From: Ricardo Wurmus
Subject: Bioconductor: Use SVN/git by default?
Date: Fri, 17 Jun 2016 10:54:28 +0200
User-agent: mu4e 0.9.16; emacs 24.5.1

Hi Guix,

Bioconductor makes me sad.  Bioconductor is a repository of R packages
for bioinformatics.  They have a bit of a weird release model.  There
are releases of all of Bioconductor (current version is 3.3), but within
releases R packages can be updated.  The packages are supposed to be
compatible with other packages in the same Bioconductor release.

For Bioconductor synchronisation appears to be important, but is also
elusive.  You usually want to have all R packages from the same
Bioconductor release, but since a Bioconductor release is a fluid thing
and individual packages get updated all the time you probably want to
have the latest at all times.

Unfortunately, Bioconductor doesn’t have an archive of previous releases
of R packages.  They only keep the latest version of any particular R
package at a time.  All of Bioconductor is also kept in SVN and there
are git mirrors of the SVN repository.

Our Bioconductor importer (guix import cran -a bioconductor) fetches
DESCRIPTION files of individual R packages from SVN.  I found that the
tarballs offered for download are not always in sync with what is
offered on SVN, so the importer sometimes fails as it tries to fetch a
tarball version that doesn’t exist.

The lack of an archive is also a problem for reproducibility.  You
simply cannot download an archive for an obsolete package version.

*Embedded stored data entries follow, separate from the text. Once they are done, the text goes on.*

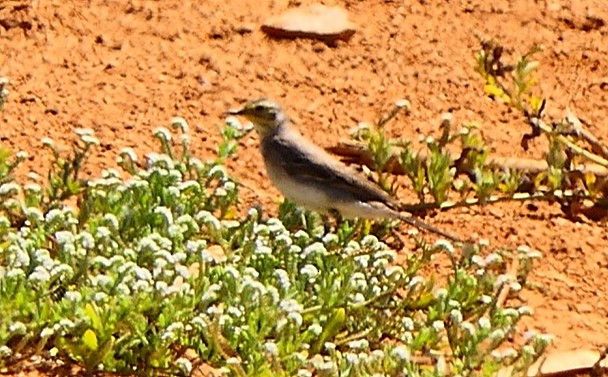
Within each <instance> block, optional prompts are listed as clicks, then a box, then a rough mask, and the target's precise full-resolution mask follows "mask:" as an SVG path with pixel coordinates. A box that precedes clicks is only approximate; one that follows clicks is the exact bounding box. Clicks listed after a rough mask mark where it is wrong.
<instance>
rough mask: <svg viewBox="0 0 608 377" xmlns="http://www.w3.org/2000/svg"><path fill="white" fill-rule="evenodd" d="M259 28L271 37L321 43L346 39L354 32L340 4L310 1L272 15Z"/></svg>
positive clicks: (344, 10)
mask: <svg viewBox="0 0 608 377" xmlns="http://www.w3.org/2000/svg"><path fill="white" fill-rule="evenodd" d="M262 31H263V32H265V33H266V34H268V35H269V36H271V37H274V38H290V39H294V38H312V39H318V40H322V41H324V42H335V41H337V40H343V41H347V40H349V39H350V37H352V36H353V34H354V33H355V25H354V24H353V23H352V22H350V21H349V19H348V12H346V10H345V9H344V8H342V7H339V6H332V7H329V6H325V5H322V4H312V5H309V6H302V7H298V8H292V9H289V10H287V11H286V12H284V13H282V14H279V15H276V16H271V17H270V18H268V19H267V20H266V22H264V24H263V25H262Z"/></svg>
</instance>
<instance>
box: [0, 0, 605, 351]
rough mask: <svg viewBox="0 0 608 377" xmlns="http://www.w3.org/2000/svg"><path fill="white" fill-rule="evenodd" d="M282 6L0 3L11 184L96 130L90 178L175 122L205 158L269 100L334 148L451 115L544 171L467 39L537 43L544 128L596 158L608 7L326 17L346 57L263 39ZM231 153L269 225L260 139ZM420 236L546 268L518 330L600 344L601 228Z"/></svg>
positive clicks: (505, 210) (509, 7)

This makes me wonder if we shouldn’t ignore the tarballs and fetch
directly from SVN or the git mirror.  I would like to make this a little
more reliable, so that people can reproduce the state of Bioconductor at
a particular point in time if they have a manifest and a git hash of the
Guix repository.

Releases of individual packages are not tagged in the Bioconductor SVN
repository, however.  Do we still have to append the SVN revision to the
version strings of every Bioconductor package?  An increase in the SVN
revision does not necessarily mean that an individual package has been
updated.

What do you think?  I see no way around using the sources from the
central Bioconductor SVN repository as tarballs simply don’t give us
what we need in terms of reproducibility.